28 Nov 2004 @ 08:18 by fleer : Clearest perception of how this is can
be allowed to expand through the mass media is expressed by Bill Durodie in part 3 of the series. I transcribed it here : {link:http://www.newciv.org/nl/newslog.php/_v50/__show_article/_a000050-000050.htm|Qoute by Bill Durodie Power of Nightmares BBC}

I have even days after the aftershocks of the 9/11 attacks been very opposed to mangling of our civil liberties and I am firmly opposed to restricting them.

Perhaps this is because I don´t have any TV that continously can pound me with fear messages. I think so.

But let´s try to hold on to a vision of peace like James Redfield and other spiritual figures are presenting to us instead. I believe we have far more to win than loose.  



28 Nov 2004 @ 10:51 by dang @24.242.2.189 : hmmm
i've started watching it, very interesting.

it's kind of preaching to the choir with me, as i'm a bit of a conspiratorialist to begin with. but what i don't like is how the television format necessarily simplifies so many factors-- while i agree with what this series is aiming at, i can feel the artificiality of the clear-cut conclusions that any television show must necessarily aim for-- for example, focusing on only a handful of personalities or ideologies, painting the activities of nations over the course of tens of years with very broad brushstrokes, etc.

but don't get me wrong, this is miles ahead of the sh** you see on american television these days.

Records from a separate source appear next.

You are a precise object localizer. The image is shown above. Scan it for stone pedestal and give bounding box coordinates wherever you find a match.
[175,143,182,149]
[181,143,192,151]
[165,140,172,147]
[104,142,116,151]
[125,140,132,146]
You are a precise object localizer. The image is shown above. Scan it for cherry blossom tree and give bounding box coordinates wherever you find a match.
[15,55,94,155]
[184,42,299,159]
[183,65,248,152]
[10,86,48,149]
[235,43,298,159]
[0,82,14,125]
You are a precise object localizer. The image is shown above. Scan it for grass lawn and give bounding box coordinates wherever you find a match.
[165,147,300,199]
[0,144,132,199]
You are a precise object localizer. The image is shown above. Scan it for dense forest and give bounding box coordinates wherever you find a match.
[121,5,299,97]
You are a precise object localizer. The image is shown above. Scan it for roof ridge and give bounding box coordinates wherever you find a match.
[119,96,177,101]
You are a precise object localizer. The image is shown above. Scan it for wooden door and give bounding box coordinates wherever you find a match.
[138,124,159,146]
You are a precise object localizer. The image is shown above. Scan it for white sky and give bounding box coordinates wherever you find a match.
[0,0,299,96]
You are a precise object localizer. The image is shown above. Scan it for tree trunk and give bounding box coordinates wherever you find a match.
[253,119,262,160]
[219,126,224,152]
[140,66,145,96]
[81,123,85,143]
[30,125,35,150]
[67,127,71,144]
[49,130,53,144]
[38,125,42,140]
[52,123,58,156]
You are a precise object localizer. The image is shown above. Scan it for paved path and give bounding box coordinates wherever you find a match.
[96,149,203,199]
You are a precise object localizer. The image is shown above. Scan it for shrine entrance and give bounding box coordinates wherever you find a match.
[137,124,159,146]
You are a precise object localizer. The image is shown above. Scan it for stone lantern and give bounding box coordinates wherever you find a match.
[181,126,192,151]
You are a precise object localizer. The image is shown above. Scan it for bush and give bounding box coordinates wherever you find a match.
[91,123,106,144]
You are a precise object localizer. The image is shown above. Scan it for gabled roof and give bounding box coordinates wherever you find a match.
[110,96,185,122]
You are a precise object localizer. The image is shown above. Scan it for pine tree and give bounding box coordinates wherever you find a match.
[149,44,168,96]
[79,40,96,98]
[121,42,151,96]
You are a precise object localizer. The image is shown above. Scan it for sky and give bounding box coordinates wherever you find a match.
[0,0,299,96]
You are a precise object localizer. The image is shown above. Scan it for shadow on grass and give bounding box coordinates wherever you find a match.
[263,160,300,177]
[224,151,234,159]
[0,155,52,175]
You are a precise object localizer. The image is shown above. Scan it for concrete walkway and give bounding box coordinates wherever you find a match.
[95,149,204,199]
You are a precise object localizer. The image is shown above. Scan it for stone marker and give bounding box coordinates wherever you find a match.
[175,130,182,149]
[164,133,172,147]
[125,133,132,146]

i stopped watching TV about ten years ago. i'm not surprised that the medium hasn't changed very much. even for those who have the best of intentions-- not many!-- it is still very hard to convey a message without having to dumb it down and linear-ize it.

but unfortunately it is THE medium to use to connect with those who ultimately determine the mindset of a country. maybe if the Resistance bought some commercial airtime during NASCAR...

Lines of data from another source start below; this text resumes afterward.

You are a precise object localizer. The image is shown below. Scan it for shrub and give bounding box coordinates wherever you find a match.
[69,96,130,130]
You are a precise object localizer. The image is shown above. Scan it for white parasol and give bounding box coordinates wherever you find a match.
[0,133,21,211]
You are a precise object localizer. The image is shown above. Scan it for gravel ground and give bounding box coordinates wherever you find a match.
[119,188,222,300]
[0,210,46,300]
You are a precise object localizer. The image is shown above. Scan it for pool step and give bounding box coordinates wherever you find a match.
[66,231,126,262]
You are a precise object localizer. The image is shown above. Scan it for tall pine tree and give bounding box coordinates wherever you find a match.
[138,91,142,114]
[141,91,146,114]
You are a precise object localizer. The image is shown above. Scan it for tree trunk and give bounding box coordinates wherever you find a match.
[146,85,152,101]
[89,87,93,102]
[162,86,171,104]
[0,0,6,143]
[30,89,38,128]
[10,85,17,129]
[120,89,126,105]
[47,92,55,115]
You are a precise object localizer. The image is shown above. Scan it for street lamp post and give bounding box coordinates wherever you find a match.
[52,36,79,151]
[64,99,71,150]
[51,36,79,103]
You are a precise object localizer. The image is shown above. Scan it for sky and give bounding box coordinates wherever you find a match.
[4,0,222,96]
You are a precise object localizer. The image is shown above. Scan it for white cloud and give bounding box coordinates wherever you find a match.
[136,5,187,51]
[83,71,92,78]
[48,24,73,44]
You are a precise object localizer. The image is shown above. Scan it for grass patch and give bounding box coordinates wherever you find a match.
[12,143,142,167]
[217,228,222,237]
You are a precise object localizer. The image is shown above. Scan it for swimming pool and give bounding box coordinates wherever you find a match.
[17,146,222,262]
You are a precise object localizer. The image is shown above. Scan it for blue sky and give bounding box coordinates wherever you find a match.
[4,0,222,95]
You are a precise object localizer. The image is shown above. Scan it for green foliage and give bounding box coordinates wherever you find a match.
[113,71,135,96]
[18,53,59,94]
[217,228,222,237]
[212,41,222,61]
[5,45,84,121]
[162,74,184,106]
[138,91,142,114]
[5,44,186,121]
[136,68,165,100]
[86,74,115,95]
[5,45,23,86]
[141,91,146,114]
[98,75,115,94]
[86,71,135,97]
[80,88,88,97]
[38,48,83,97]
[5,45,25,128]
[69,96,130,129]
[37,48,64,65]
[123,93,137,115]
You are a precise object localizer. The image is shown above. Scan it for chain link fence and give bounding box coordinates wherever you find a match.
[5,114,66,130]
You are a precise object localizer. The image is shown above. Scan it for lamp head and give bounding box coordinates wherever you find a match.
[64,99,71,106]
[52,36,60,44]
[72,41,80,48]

i really need to escape this continent before our collective karma is called in by the Bank!  



28 Nov 2004 @ 13:52 by ming : Power of Nightmares
I agree that things are necessarily simplified in a film like that for a mass audience. For that matter, it uses plenty of video cuts and edits that could be said to be rather manipulative. Like the repeated stock footage of cheesy magicians and godzilla monsters. Illustrates the points well, but one can't say it is exactly unbiased. Nevertheless, I think he's right about the points. And the interviews with various neo-cons kind of speak for themselves on where those guys are coming from.  

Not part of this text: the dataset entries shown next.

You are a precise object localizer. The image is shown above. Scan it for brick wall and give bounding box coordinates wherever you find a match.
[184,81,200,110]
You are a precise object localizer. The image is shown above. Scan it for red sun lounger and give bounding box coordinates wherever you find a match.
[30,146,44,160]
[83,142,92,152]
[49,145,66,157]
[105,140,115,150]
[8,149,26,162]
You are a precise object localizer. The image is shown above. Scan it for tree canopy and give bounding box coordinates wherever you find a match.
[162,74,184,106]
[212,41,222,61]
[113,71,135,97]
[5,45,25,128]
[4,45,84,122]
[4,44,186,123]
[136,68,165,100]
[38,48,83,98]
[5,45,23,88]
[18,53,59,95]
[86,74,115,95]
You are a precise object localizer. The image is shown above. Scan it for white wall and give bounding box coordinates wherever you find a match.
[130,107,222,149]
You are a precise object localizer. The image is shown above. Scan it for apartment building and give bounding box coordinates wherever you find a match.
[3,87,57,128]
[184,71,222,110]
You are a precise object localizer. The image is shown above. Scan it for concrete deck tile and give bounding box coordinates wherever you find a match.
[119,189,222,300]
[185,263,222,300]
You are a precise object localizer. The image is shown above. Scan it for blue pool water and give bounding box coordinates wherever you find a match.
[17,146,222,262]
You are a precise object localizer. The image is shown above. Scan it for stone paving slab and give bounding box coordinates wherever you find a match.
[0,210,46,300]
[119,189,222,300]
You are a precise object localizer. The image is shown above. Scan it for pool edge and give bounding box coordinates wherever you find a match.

28 Nov 2004 @ 16:52 by Seb @156.34.17.24 : 1984
"both movements have proved adept at finding new foes to keep them going" - seems George Orwell was right - {link:http://www.commondreams.org/views01/0922-07.htm|http://www.commondreams.org/views01/0922-07.htm}  


29 Nov 2004 @ 18:15 by ming : Strauss
Could you elaborate a bit, for those of us who don't get around to reading Strauss or Qutb? Was Strauss not really encouraging manipulation of the masses, but rather speaking out against the state of politics?  


29 Nov 2004 @ 18:16 by ming : 1984
Excellent links, Seb. I have to do a post on that. Perpetual War.  


30 Nov 2004 @ 08:37 by ming : Strauss and Qutb
Hm, none of them seem entirely unreasonable, of course. Other than that they both open the door to there being some kind of elite who'll decide what is the proper course of action, or what is God's will.

I don't entirely get Strauss's distinction there. Sounds like he's saying that the best people to know the whole are the people who don't deal with the whole, but the parts. And that he says that the highest position is to be equally conversant with all the different parts, but to use them deliberately (manipulatively) at arriving at certain ends, over the head of the folks who're just aware of the wholeness in their own endeavor. Sort of like a communistic type of hegelian dialectism, where different sides are played out against each other, in order to arrive at a third end that nobody noticed.